Protecting the Constitution from the People: Juricentric Restrictions on Section Five Power
46 Pages Posted: 16 Feb 2003
In Board of Trustees of the University of Alabama v. Garrett, the Court held that Congress can not exercise its power under Section 5 of the Fourteenth Amendment to enact legislation enforcing the provisions of the Fourteenth Amendment unless Congress first identifies a history and pattern of judicially redressible constitutional violations. Garrett rests on the premise that the Constitution is a legal document that speaks only to courts.

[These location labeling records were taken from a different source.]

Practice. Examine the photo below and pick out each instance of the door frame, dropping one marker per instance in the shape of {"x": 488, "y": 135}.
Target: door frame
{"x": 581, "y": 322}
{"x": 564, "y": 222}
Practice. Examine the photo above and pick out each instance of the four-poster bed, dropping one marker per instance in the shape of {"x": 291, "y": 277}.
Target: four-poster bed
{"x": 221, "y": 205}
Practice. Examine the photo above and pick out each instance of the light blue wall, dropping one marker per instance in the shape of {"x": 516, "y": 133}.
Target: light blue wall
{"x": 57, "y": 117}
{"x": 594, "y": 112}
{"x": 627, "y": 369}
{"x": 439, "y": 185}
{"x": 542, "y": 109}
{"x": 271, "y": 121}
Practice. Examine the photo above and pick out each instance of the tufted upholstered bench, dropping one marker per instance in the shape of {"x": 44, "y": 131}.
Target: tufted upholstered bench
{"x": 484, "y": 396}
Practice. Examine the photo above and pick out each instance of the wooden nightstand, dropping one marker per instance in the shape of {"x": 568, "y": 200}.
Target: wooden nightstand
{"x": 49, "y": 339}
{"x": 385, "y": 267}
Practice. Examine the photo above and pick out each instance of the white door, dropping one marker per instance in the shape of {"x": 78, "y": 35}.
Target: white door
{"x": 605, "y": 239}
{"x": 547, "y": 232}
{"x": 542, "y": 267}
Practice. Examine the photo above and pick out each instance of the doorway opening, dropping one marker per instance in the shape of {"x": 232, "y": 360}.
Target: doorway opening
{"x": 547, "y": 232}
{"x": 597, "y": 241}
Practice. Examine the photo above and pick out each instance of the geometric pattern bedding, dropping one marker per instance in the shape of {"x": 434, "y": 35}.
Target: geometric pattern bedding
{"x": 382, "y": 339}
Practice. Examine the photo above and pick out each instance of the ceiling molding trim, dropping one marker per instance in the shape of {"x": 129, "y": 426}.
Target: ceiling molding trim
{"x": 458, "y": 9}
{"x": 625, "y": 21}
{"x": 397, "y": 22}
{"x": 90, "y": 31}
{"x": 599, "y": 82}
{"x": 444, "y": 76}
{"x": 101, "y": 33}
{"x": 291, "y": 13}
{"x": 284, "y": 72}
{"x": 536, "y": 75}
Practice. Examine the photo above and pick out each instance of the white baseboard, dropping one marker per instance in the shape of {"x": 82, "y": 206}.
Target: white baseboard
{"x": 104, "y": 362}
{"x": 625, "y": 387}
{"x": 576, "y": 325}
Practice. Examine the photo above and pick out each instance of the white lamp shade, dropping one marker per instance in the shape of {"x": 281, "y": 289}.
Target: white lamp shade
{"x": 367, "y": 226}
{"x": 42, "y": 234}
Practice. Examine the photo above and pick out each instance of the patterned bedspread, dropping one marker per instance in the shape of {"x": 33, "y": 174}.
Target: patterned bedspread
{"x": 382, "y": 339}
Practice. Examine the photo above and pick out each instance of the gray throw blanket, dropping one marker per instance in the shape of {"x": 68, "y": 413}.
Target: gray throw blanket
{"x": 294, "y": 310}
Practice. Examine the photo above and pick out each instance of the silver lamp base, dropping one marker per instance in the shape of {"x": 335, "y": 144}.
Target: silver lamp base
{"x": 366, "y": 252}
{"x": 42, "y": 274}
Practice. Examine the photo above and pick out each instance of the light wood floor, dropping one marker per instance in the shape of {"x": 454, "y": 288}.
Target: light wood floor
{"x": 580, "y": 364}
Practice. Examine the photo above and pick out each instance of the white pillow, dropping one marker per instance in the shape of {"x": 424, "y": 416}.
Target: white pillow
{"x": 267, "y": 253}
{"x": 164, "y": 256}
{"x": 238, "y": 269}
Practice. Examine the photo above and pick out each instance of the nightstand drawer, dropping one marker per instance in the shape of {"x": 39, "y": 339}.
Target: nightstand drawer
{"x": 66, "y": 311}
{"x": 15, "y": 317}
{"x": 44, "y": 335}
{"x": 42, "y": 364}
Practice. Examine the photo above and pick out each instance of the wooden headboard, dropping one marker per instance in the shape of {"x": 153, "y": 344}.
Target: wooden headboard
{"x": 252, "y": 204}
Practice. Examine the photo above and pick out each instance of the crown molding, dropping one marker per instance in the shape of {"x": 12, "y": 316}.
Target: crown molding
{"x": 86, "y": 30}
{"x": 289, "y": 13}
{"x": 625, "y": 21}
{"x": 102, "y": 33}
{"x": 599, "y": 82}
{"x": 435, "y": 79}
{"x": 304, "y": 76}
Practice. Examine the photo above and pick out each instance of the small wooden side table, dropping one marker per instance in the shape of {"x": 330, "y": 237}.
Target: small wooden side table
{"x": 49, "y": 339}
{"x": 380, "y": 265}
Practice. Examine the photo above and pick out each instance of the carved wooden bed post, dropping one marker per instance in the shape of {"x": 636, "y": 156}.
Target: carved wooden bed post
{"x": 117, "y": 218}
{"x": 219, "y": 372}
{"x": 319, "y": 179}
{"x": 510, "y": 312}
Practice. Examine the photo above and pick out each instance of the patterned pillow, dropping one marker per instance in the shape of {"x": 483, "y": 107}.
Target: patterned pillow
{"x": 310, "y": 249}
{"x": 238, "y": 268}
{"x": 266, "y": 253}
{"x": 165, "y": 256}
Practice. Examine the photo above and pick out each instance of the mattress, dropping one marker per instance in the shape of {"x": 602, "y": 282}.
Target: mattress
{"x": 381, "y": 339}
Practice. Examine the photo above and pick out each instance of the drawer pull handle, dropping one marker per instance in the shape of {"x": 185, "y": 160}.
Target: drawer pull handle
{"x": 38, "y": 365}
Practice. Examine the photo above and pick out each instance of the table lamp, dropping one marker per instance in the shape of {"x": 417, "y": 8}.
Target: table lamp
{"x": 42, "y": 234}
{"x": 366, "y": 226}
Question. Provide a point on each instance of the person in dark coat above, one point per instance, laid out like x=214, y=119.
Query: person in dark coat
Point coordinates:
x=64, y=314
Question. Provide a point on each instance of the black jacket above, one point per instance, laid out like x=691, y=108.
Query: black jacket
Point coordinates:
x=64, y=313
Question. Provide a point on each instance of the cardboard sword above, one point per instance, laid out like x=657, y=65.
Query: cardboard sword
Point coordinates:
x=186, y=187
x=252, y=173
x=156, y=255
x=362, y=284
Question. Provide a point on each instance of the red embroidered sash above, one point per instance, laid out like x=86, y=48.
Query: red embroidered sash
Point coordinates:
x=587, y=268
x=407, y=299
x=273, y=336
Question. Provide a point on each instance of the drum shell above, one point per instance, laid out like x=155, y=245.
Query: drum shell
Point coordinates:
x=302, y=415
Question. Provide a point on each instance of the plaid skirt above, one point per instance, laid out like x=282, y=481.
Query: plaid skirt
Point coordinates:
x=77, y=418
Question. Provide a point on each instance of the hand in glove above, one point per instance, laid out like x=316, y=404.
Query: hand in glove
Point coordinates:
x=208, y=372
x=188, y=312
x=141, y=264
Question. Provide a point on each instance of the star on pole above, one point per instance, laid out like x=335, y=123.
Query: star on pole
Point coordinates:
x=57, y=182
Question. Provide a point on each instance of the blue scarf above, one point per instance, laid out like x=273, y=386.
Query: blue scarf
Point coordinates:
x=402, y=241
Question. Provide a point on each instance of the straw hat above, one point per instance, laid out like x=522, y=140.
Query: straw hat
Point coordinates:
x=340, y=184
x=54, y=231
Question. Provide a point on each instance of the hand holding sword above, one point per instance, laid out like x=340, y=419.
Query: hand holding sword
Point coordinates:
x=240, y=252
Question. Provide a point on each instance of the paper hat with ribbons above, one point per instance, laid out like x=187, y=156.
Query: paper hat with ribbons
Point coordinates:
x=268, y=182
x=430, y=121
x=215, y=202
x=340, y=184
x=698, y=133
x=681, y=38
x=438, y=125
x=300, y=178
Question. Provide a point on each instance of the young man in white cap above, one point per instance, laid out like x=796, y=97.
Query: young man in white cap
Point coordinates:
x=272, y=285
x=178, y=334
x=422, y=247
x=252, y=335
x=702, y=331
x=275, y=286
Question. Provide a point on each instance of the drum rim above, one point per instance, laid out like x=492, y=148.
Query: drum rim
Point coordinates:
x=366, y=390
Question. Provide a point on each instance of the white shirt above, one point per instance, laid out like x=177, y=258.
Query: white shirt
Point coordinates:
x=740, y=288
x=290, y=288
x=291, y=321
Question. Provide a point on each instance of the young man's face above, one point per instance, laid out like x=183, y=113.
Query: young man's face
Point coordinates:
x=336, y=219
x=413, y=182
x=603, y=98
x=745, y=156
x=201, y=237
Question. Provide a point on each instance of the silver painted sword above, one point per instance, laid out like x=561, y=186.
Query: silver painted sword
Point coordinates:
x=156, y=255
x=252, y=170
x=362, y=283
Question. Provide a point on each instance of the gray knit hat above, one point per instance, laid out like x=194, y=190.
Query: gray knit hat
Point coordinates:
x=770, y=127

This essay criticizes this "juricentric" view of the Constitution, which in the years since City of Boerne v. Flores has come increasingly to shape the Court's Section 5 jurisprudence. We argue that the Constitution is not an exclusively legal document. The Constitution also possesses significant political dimensions, because it expresses the nation's understanding of its defining values and commitments. To interpret the Constitution is therefore to exercise both legal and political authority. The Court must exercise what Brandeis called "statesmanship" in order to mediate the tension between these two forms of authority. The Court's recent Section 5 cases overturn more than a generation of such statesmanship, in which the Court crafted doctrine that gave substantial leeway to the political branches of government to interpret constitutional rights without compromising either judicial review or judicial supremacy. Virtually the same Court that decided Cooper v. Aaron also decided Katzenbach v. Morgan, which deferred to congressional efforts to exercise its power under Section 5.
In the period between 1964 and 1997, the Court systematically blurred the relationship between statutory and constitutional standards, so that the Court could simultaneously affirm Section 5 legislation without committing itself to any definitive interpretation of Section 1 of the Fourteenth Amendment. In this way, the Court could encourage the participation of the popular branches of the federal government in the creation of constitutional culture, which in turn profoundly influenced the Court's own understandings of the Fourteenth Amendment. The Court's recent Section 5 jurisprudence suppresses this important dialogue between the judiciary and the popular branches of the federal government.